At the end of the day, only one thing was for sure: that the market is in serious need of new direction. An underlying element of fear is prevalent, even though stocks - from March 11 to March 24 - put on their best 10-day showing since 1938, according to Addison Wiggins at the dailyreckoning.com.
Advancing issues eventually held sway over decliners, 4417-2112. New lows beat out new highs once again, 123-30. Volume was spectacular, near the highest of this current three-week period.
NYSE Volume 1,773,648,000
NASDAQ Volume 2,494,052,000
Commodities were mixed. Crude oil futures for May delivery fell $1.21, to $52.77 on a report that US supplies were at 16-year highs. Gold gained $12.00, to $938.00. Silver added 8 cents to finish at $13.44.

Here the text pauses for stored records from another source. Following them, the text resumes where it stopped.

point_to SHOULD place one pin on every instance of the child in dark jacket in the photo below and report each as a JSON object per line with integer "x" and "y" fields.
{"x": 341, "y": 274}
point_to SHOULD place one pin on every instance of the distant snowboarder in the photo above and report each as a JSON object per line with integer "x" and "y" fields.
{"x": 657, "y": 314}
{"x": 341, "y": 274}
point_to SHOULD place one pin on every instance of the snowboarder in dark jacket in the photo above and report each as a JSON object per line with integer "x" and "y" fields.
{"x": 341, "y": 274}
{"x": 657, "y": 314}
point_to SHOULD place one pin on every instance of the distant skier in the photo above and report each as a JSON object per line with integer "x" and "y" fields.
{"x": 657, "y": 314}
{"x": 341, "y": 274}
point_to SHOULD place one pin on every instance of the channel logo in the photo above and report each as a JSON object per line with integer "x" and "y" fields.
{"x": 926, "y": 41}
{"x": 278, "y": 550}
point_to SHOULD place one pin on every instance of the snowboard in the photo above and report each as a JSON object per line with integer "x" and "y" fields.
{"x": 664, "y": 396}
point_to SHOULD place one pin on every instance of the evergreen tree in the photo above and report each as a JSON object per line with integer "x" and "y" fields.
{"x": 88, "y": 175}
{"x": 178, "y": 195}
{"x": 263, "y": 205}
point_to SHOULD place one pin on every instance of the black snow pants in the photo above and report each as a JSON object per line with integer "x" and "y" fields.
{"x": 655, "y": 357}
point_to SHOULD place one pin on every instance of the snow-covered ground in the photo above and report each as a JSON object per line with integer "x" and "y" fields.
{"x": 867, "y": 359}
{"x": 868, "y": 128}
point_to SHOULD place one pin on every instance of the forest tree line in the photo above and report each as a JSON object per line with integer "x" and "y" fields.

With so much confusion, it seems difficult for stocks to continue their gains much longer. Today's initial thrust resulted in an evident topping pattern and the subsequent decline broke through various support levels before the manipulated rally nearing the close. Much of the late-day gains were led by JP Morgan Chase (JPM) and other financial stocks which have fueled the rally of late.
Prior to the opening bell tomorrow, traders will digest two important pieces of economic data, both releases scheduled for 8:30 am: initial unemployment claims and the final 4th quarter 2008 GDP, which is expected to be recorded as worse than previous estimates. The last GDP estimate was a decline of 6.5%. Tomorrow's number figures to be closer to 6.8%.
With that, my apologies for yesterday's truncated post, though the interface issues have now been resolved. Be on your toes early. This market could run either way, or, like today, cascade in both directions.